Tomislav Kurevija, Ines Bilić-Ćurčić, Silvija Canecki-Varžić, Ljiljana Trtica-Majnarić

Keywords: Type 2 diabetes, Cardiovascular risk, SGLT2ins, GLP-1RAs, Therapeutic inertia, Family medicine, Diabetology

Background:

Type 2 diabetes (T2D) treatment has undergone major changes in the last decades. Earlier glucocentric approach was advanced to more comprehensive strategy of simultaneous monitoring of glycemia and cardiovascular (CV) risk. This approach was enabled by introducing novel medications into practice, SGLT2ins and GLP-1RAs. Despite proven beneficial CV effects, worldwide research indicates their low prescription, commonly attributed to therapeutic inertia.

Research questions:

What is the prescribing practice and attitudes of Croatian general practitioners (GPs) towards novel antidiabetic medications and which factors influence their self-confidence in the prescribing?

Method:

This cross-sectional study examined 218 GPs (10% of the total GP population in Croatia) using an anonymous, self-designed questionnaire, delivered via e-addresses of the practices.
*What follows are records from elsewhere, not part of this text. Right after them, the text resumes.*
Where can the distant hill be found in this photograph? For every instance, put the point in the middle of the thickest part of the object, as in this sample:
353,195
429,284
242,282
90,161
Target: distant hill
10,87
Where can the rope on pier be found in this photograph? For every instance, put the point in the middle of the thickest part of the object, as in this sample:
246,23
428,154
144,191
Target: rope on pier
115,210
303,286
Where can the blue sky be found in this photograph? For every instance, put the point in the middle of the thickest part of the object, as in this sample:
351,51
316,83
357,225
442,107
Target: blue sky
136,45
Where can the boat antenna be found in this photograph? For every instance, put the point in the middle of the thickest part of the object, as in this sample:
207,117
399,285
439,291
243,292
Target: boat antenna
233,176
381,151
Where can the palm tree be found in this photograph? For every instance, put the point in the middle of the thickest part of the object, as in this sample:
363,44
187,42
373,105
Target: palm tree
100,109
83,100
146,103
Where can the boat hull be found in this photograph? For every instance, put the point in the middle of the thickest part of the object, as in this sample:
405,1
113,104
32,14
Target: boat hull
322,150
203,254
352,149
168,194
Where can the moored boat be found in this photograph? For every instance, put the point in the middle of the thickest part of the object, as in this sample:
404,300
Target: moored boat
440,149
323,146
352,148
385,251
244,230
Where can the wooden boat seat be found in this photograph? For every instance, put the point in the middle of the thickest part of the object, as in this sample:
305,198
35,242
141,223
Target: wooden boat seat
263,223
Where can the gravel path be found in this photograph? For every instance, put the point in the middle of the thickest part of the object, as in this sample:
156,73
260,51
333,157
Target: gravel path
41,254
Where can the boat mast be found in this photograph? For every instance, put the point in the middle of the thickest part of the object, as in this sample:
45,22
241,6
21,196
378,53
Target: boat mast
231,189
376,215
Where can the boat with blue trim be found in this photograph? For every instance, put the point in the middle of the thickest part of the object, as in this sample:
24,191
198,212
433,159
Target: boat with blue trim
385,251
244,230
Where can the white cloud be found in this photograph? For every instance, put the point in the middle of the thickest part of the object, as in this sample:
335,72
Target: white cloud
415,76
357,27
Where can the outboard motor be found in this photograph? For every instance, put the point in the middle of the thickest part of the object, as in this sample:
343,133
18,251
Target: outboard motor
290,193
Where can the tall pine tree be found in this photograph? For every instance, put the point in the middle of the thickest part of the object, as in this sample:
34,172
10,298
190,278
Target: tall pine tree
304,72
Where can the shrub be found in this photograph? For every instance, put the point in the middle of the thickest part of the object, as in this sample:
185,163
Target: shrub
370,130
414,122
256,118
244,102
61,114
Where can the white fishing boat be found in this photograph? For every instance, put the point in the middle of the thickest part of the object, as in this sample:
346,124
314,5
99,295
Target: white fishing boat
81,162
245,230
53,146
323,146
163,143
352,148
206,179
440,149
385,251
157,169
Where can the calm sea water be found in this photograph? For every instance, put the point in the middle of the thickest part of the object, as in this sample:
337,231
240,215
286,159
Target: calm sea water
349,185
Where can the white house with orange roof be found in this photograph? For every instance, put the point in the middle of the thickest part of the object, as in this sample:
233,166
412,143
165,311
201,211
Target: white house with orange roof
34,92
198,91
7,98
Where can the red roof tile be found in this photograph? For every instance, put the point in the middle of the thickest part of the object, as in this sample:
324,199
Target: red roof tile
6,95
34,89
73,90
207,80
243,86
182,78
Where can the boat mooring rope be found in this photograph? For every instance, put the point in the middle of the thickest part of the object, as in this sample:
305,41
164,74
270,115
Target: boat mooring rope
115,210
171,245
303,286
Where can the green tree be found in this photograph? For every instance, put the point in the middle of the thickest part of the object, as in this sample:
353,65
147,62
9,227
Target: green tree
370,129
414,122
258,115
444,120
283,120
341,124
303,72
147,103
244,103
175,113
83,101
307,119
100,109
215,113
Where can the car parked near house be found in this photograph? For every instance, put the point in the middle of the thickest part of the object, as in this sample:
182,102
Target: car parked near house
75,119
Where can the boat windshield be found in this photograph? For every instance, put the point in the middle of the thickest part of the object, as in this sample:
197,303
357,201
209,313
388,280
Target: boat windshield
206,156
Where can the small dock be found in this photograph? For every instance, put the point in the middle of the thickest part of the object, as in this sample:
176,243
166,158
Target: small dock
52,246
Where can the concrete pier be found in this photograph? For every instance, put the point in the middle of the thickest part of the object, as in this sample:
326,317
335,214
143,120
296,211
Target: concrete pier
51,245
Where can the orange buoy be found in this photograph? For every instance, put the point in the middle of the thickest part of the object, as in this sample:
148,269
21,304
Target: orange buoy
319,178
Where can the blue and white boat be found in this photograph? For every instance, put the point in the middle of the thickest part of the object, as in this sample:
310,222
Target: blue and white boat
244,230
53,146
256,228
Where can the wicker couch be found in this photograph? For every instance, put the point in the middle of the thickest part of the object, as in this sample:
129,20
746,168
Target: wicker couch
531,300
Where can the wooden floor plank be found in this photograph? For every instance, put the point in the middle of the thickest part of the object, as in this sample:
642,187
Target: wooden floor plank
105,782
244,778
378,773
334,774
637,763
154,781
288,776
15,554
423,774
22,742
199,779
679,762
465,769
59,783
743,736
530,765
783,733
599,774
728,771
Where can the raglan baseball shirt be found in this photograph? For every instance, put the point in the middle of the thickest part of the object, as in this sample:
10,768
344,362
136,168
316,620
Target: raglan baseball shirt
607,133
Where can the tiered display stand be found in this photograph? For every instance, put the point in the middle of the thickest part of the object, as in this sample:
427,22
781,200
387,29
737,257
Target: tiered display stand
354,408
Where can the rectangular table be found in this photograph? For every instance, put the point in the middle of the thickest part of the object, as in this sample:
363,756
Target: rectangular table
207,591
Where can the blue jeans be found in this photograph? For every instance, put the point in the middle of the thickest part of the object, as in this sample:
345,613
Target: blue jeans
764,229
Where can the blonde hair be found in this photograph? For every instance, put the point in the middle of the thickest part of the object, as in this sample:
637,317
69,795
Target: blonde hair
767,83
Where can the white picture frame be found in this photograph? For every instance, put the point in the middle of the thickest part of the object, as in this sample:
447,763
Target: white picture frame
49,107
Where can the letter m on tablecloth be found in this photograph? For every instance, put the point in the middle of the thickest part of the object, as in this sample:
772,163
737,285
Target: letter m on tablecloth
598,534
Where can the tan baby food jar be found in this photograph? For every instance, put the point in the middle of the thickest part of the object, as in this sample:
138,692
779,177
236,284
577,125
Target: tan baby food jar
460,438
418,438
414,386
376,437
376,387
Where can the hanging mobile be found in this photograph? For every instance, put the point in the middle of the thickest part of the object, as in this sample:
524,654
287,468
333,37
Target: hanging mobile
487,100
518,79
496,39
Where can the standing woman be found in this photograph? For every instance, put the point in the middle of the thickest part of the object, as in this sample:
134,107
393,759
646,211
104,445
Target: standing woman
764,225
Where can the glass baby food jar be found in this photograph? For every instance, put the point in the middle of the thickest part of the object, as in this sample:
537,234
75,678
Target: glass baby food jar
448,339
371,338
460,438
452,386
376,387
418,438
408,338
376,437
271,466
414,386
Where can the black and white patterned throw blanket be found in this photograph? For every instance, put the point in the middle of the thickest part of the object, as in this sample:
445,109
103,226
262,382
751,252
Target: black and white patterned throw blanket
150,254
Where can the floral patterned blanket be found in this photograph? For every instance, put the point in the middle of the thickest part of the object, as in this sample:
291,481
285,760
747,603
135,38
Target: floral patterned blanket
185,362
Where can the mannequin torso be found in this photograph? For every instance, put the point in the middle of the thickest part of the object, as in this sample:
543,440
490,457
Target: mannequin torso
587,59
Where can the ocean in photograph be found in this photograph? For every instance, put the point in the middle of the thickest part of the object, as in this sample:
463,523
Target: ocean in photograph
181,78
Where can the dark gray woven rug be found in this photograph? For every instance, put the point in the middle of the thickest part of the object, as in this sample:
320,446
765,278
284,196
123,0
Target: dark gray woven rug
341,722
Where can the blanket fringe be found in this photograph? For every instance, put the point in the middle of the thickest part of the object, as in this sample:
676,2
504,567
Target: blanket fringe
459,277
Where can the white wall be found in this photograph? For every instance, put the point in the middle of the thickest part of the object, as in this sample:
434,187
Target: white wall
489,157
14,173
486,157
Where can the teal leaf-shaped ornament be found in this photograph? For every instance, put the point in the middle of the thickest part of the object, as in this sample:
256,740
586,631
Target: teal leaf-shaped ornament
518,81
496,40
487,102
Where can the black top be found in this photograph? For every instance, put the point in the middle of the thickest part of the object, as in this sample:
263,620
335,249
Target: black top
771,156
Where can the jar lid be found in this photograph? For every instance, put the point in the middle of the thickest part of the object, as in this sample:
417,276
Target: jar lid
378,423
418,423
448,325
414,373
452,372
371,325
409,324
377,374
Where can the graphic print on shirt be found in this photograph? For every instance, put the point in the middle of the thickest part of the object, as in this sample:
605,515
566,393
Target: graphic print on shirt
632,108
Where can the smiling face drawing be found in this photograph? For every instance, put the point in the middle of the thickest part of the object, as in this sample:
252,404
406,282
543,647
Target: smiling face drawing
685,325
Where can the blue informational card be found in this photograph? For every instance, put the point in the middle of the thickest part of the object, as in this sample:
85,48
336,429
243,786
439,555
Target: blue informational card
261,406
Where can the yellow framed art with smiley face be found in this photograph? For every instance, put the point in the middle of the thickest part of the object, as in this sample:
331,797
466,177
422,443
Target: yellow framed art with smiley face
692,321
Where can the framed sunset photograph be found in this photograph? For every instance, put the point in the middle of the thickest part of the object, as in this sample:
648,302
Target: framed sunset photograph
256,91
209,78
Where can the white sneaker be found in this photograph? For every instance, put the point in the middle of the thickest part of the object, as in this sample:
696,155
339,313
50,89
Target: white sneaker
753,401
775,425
Both open- and closed-ended questions were included, and some used a 5-point Likert scale. Exact data on the respondents' and patients' characteristics were obtained from the e-health records. The assessment of the influence of inertia factors on the probability of lower self-confidence was done using bivariate and multivariate logistic regression.

Results:

A total number of 30,660 (8.7%) individuals with T2D under the care of respondent GPs participated in the study. Of them, nearly 60% were treated solely in primary care without referral to a diabetologist. The same proportion had at least one associated CV comorbidity and only half had well-regulated hemoglobin A1c. SGLT2ins were prescribed in 21.4%, GLP-1RAs in 14.8% and both medications in 7.6% of patients. Around 75% and 55% of GPs declared high self-confidence for autonomous prescription of SGLT2ins and GLP-1RAs respectively. The most prominent predictor of lower self-confidence was lack of knowledge or clarity of guidelines, while one that could support their confidence was familiarity with medication's side effects.

Conclusions:

Identification of barriers that GPs encounter while prescribing novel antidiabetic medications is of the utmost importance for suggesting the strategies for mitigation of therapeutic inertia and T2D treatment optimization.

Points for discussion:

Should SGLT2ins and GLP-1RAs be autonomously prescribed by GPs for individuals with T2D?

Is CV risk sufficiently and timely assessed in individuals with T2D?

Which methods for improving the quality of care for T2D individuals should be implemented?